Même certaines personnalités de la coalition ont critiqué cette proposition. Miki Zohar, ministre de la Culture et des Sports, a expliqué que le mur Occidental « appartient à toute la nation d’Israël ». « Il est saint pour tous les Juifs et nous n’avons pas besoin d’une loi pour préserver son caractère sacré. La préservation du statu quo [sur la relation entre la religion et l’État] est déterminante pour sauvegarder l’unité du pays. »
Hiddush, une organisation à but non-lucratif qui défend la liberté religieuse et l’égalité, a fait remarquer avec ironie que le projet de loi aurait dû porter le nom « le Shas contre le peuple juif » et elle a noté « qu’en temps normal, Netanyahu se serait assuré qu’il soit supprimé de l’ordre du jour ».
« Mais aujourd’hui, alors que son gouvernement dépend de la réalisation des rêves incongrus des ultra-orthodoxes, la commission des Lois approuvera probablement cette demande dimanche, ce qui précipitera une nouvelle fois les relations d’Israël et de la Diaspora dans la tourmente », a commenté le directeur de Hiddush, Uri Regev.
Le Mouvement réformé, pour sa part, a évoqué « un scandale absolu », disant que le mur Occidental « ne peut sûrement pas être géré comme une synagogue haredi ».
« Le gouvernement d’Israël semble avoir oublié que l’État d’Israël est l’État de la nation juive toute entière », a-t-il déclaré. « Au lieu de mettre en vigueur le compromis du mur Occidental, qui était une solution proportionnée, acceptable et qui avait été approuvé en 2016 par le gouvernement de Netanyahu, le nouveau gouvernement encourage la brutalité, la polarisation et la violence et il prône une politique extrémiste. »

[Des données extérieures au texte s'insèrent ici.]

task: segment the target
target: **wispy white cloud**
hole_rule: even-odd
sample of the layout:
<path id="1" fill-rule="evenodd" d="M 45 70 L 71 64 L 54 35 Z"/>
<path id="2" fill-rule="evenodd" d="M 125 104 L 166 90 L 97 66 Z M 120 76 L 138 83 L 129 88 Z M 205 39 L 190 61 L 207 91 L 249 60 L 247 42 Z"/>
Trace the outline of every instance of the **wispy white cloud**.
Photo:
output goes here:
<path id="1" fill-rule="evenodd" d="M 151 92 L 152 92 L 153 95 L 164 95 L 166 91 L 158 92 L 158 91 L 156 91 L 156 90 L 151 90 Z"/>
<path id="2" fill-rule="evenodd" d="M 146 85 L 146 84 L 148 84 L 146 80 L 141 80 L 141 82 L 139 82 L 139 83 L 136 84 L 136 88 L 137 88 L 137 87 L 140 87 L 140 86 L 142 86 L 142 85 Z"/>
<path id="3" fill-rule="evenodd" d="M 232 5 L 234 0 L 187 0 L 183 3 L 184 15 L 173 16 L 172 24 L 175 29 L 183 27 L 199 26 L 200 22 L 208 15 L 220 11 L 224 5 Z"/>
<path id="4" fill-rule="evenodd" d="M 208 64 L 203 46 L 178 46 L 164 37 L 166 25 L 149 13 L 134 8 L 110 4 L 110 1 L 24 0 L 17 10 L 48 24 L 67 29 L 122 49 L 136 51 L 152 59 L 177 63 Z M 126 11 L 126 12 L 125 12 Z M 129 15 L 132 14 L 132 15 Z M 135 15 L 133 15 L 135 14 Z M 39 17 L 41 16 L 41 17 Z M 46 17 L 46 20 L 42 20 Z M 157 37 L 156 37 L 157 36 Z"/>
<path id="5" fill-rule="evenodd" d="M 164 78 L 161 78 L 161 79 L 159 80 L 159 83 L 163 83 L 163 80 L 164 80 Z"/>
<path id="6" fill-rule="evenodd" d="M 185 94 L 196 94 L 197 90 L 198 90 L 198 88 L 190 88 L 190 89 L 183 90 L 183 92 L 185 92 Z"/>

L’organisation religieuse sioniste Neemanei Torah VaAvodah a fait savoir, de son côté, que le projet de loi « nuira à la prière en exerçant une coercition au mur Occidental – un site qui devrait accueillir tous les Juifs, indépendamment de la manière dont ils prient ». Le groupe a affirmé que la proposition soumise par le Shas « est une provocation qui enflamme le discours et qui éloigne les gens de la Torah et de leur identité juive ».